(Bloomberg) -- Arm Ltd., seeking to sell shares to the public this year, can deliver sustained growth because its products are gaining ground in new markets, Chief Executive Officer Rene Haas said. 

The Cambridge, UK-based company, whose chip designs are the heart of most modern smartphones, reported revenue of $746 million in its most recent quarter, a 28% increase from the same period a year earlier. The division of Japan’s SoftBank Group Corp. has “well developed,” plans for an initial public offering by the end of the year, Haas said. 

“Arm as a company is not the Arm that people knew a few years ago,” he said Tuesday in an interview. “It’s a diversified company.

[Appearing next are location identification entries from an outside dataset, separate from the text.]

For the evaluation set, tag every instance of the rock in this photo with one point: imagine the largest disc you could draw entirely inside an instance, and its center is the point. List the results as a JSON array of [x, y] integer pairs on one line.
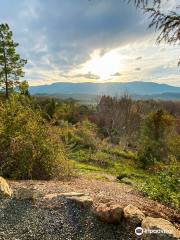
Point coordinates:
[[5, 190], [27, 194], [133, 215], [72, 194], [108, 214], [159, 229], [84, 201], [127, 181]]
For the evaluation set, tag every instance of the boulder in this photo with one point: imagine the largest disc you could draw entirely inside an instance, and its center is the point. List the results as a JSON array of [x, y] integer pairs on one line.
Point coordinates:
[[27, 194], [5, 190], [84, 200], [159, 229], [133, 215], [108, 213]]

The key elements that helped Arm win in smartphones are the same ingredients that help us in the automotive and data center markets.” 

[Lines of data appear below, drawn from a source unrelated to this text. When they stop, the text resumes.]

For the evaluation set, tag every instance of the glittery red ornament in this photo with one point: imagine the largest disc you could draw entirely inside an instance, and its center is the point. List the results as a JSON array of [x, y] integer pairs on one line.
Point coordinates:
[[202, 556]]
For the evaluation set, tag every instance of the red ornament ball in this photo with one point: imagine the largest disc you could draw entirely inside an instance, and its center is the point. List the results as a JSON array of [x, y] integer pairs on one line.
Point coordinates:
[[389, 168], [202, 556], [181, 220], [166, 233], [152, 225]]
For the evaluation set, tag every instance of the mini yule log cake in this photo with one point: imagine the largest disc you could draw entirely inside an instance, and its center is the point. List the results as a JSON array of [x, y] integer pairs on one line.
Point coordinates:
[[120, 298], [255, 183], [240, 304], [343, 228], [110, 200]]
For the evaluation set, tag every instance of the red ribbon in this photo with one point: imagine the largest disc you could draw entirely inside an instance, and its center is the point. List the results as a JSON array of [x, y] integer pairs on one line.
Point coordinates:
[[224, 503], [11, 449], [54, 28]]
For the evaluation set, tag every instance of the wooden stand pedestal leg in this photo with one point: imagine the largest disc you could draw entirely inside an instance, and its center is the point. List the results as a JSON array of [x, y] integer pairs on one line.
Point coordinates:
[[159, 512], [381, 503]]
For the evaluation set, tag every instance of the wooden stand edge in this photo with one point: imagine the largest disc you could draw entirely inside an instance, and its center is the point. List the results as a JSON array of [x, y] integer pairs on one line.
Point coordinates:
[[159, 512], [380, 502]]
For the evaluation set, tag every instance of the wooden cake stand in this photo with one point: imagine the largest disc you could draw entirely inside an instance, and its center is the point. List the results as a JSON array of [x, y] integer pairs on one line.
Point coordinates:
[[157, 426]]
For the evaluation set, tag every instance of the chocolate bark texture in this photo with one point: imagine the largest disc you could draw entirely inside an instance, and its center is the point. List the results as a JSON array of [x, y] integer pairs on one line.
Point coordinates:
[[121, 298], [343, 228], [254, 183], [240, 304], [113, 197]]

The use of Arm’s designs and intellectual property is increasing because data center owners and automakers need chips that are more capable, but can work with limited access to power. While the smartphone market has slowed, Arm is gaining ground with new customers for processors that run the internet. 

Arm’s performance is an outlier this earnings season, in which many chipmakers, including some of the biggest users of its technology, have reported precipitous declines in revenue. Consumers and companies are cutting back on spending for infrastructure and gadgets, leading to a huge accumulation of component inventory at device makers. 

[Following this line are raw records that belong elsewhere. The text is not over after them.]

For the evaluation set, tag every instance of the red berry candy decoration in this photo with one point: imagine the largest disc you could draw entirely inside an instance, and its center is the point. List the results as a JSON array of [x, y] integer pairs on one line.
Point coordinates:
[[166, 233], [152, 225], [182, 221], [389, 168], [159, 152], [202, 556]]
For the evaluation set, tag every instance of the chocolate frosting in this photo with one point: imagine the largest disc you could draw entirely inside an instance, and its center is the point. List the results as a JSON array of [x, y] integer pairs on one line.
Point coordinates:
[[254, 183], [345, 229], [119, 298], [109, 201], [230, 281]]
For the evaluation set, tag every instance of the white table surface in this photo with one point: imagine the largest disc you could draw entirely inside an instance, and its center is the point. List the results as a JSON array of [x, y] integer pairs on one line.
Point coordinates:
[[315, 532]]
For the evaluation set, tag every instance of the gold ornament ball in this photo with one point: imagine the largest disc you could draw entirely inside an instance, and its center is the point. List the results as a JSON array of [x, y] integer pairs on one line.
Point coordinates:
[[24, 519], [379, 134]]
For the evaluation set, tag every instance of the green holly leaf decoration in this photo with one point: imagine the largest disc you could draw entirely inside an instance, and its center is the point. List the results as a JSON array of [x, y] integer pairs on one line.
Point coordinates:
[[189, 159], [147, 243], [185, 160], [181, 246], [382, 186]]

Haas said that his company’s growth is being driven by the adoption of more technology per device and higher licensing rates rather than increasing unit sales. Smartphones now have multicore processors and data centers are using more chips to run artificial intelligence workloads. Cars are increasingly home to multiple sensors and chips that provide their human drivers with more of the help and information that will eventually take over the job of piloting the vehicle. 

“I think the area we will perform well in is power efficiency,” Haas said in an interview with Bloomberg Television. “These new AI algorithms are intensive, and in a world where we don’t have that much energy to throw at a problem, it’s going to be critically important.”